Too late for such regrets. Galin couldn't very well send him away now.
"I... really didn't think this through first," Valdez conceded. "But sir, what else could I have said?"
"You could have said nothing." Exasperation raised Galin's voice to an indiscreet volume, and he quieted with difficulty. "Whatever aspersions they were casting, I'm sure I've heard worse." Baell was not the only member of his own species to imply there was something wrong with failing to take a mate. Solitude was not a path commonly chosen among Remians.
"She's a complete hypocrite," Valdez protested. "Arguing that you're not reliable because you're unattached? She doesn't have anyone hanging off her arm tonight."
"Keep your voice down," Galin hissed.
He risked a glance through branches and fronds, checking to make sure they hadn't drawn unwelcome attention. No one was paying them any mind. When he returned his focus to this private conversation, he found Valdez chewing on his lower lip in obvious frustration. Galin drew a steadying breath.

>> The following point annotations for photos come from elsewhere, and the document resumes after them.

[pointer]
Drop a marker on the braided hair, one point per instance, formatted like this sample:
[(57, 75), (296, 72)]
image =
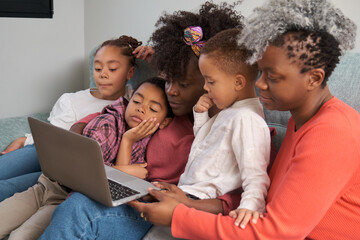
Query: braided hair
[(172, 55), (126, 43)]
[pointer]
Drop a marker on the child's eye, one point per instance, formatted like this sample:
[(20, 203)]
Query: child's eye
[(183, 85), (271, 79)]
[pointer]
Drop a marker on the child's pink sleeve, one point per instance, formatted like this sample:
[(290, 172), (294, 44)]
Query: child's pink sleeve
[(88, 118)]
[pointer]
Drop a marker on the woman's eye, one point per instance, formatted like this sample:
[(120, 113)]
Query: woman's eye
[(183, 85)]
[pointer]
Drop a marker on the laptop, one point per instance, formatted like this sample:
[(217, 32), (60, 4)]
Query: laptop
[(76, 162)]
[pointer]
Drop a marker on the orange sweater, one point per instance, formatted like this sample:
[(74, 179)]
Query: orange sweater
[(315, 186)]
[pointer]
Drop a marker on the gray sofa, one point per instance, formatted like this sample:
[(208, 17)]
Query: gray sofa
[(344, 84)]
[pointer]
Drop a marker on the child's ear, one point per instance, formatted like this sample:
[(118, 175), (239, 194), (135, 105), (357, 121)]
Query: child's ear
[(130, 73), (240, 82), (316, 78), (164, 123)]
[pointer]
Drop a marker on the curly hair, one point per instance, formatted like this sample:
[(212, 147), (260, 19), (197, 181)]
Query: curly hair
[(228, 55), (277, 17), (126, 43), (172, 55), (311, 50)]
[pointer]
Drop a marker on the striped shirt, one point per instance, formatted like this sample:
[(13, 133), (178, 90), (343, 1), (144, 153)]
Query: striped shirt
[(108, 128)]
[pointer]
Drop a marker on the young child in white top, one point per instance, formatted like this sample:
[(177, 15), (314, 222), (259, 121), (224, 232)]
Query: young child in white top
[(231, 149), (113, 67), (28, 213)]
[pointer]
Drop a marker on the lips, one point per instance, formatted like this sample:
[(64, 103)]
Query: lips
[(104, 85), (136, 119), (174, 104), (264, 99)]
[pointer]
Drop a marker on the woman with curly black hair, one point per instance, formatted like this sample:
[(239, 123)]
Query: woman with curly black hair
[(314, 191), (177, 42)]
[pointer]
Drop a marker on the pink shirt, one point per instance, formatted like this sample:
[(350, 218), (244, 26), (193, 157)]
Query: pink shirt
[(168, 150)]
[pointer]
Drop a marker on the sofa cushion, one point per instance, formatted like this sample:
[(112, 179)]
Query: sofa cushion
[(344, 83), (15, 127)]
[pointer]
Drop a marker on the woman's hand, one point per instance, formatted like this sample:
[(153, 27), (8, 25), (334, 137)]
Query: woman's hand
[(16, 144), (144, 52), (138, 169), (243, 216), (159, 213), (174, 192)]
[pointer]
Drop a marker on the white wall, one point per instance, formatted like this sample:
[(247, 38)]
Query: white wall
[(40, 59), (111, 18)]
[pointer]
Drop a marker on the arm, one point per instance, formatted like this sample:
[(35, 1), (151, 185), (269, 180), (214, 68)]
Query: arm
[(208, 205), (200, 111), (251, 146), (298, 202), (63, 114), (301, 200)]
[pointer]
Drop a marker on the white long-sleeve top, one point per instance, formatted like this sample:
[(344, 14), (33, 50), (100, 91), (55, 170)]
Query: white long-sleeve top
[(71, 107), (230, 150)]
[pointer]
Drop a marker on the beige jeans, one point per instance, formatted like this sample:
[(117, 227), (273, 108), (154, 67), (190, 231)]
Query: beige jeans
[(26, 215)]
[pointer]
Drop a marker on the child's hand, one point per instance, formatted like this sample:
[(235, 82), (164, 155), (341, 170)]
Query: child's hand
[(144, 129), (16, 144), (243, 216), (137, 170), (144, 52), (203, 104)]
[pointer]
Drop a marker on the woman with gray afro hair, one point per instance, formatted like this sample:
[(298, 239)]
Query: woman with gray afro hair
[(276, 17), (315, 178)]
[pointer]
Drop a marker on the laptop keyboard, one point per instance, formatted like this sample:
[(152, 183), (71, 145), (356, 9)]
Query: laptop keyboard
[(119, 191)]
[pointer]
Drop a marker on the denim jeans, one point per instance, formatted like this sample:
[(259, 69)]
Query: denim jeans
[(19, 170), (79, 217)]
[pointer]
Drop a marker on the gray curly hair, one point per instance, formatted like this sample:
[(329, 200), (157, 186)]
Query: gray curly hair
[(276, 17)]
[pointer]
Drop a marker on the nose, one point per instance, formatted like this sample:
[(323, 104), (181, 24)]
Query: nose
[(140, 109), (261, 83), (171, 88), (206, 87), (103, 73)]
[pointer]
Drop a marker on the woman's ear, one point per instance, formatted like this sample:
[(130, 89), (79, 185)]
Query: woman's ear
[(240, 82), (164, 123), (130, 73), (316, 78)]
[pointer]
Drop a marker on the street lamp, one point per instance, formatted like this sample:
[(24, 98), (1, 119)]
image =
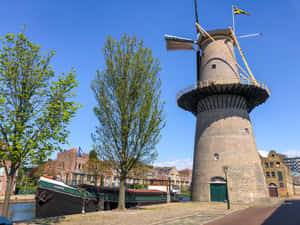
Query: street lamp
[(225, 169)]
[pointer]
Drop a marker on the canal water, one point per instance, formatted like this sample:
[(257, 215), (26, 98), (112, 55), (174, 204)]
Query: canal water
[(21, 211)]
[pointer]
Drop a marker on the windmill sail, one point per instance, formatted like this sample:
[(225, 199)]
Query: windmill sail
[(178, 43)]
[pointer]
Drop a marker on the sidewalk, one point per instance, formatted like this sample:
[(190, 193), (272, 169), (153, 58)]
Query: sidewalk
[(173, 213)]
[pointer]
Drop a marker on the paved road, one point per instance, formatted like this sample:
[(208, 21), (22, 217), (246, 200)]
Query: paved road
[(287, 213)]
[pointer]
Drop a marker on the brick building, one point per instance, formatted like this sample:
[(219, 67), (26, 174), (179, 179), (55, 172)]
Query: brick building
[(278, 176), (69, 168)]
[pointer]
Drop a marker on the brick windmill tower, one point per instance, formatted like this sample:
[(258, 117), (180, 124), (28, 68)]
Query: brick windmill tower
[(226, 162)]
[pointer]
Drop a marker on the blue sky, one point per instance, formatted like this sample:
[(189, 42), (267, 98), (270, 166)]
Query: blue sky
[(77, 31)]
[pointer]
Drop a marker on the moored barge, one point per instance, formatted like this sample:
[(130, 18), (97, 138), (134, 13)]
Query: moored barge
[(55, 198)]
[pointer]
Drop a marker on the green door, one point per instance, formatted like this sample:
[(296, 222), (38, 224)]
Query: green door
[(218, 192)]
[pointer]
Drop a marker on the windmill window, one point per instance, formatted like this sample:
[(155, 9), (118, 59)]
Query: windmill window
[(273, 174), (216, 156)]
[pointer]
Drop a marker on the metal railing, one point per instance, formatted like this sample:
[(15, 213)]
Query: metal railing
[(207, 83)]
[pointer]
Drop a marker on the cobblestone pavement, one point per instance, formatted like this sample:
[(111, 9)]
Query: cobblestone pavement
[(173, 213)]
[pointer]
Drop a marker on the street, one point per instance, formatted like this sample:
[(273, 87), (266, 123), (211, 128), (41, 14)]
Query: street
[(284, 214)]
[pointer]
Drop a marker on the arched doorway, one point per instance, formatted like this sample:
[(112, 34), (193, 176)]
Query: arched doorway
[(218, 189), (273, 192)]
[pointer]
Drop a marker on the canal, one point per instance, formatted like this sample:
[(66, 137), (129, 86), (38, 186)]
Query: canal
[(21, 211)]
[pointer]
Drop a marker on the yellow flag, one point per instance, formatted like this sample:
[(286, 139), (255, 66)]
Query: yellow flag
[(239, 11)]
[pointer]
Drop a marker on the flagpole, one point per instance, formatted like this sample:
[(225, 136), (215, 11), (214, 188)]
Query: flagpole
[(233, 18)]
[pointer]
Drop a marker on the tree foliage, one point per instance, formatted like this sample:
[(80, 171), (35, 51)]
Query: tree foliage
[(129, 108), (35, 105)]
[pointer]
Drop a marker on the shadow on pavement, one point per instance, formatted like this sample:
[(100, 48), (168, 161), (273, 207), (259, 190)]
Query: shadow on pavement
[(44, 221), (287, 214)]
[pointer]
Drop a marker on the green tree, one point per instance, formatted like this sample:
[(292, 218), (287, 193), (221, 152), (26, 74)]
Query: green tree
[(128, 108), (35, 105)]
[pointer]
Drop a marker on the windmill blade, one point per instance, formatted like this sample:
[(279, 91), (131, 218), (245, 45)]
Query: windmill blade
[(249, 35), (178, 43)]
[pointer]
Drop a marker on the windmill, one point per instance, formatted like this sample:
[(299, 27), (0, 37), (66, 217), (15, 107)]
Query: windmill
[(221, 101), (179, 43)]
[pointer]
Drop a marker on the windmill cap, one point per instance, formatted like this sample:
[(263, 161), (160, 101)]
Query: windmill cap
[(214, 33)]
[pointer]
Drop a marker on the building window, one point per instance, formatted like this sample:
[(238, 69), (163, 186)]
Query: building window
[(216, 156), (279, 173), (273, 174)]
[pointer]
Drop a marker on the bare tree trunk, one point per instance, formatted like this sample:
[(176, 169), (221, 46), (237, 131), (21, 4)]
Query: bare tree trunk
[(9, 186), (121, 203)]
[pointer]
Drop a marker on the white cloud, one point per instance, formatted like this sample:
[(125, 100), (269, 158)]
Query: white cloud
[(289, 153), (179, 163)]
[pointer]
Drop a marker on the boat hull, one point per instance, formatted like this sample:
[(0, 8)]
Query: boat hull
[(55, 203)]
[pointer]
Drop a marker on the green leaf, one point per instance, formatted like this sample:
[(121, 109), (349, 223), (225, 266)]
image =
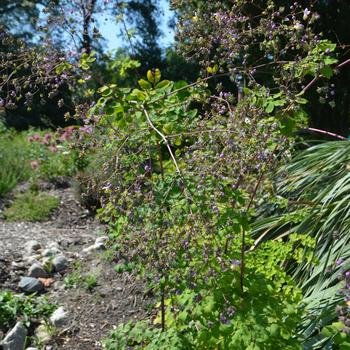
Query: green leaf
[(162, 84), (144, 84), (327, 72)]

"She's a widow. She's not being inconsistent. Just close-minded." He shut his eyes for a moment, willing himself calm. No good would come of keeping Valdez on the defensive. It was clear they both understood how precarious a position they now occupied, and it wasn't as though Addison knew the true reasons this lie ignited panic in Galin's chest.
"No." Galin opened his eyes. "I don't need you to defend me. And I certainly don't need you to lie for me."
The words hit their mark. Galin could tell from the flush that spread bright across Valdez's cheeks, and the way he dropped his gaze, all hint of rebellion winking out. A harsh inhale was all the sound between them for several seconds. Galin deliberately did not interrupt the impasse. He let the quiet linger, ignoring the instinctive urge to reassure Valdez that everything was fine.
Everything was not fine. They stood in a new and complicated mire of Valdez's making, and the potential consequences were substantial. Valdez, of all people, knew how badly the Korria needed this contract.
"I'm sorry," Valdez said, soft and sincere. His chin tucked low, and he stared at Galin's chest as he spoke.
"There's nothing to be done for it now." The words were not an absolution, but Galin gentled his voice. He'd made his point; there was no reason to torture Valdez when he clearly understood the gravity of his misstep. "The entire purpose of our presence is for Baell to evaluate us. We're here to prove ourselves trustworthy. If we confess that we've already lied to her, she's certain to refuse us the contract."
"Fuck." Valdez blinked hard and his face flushed brighter.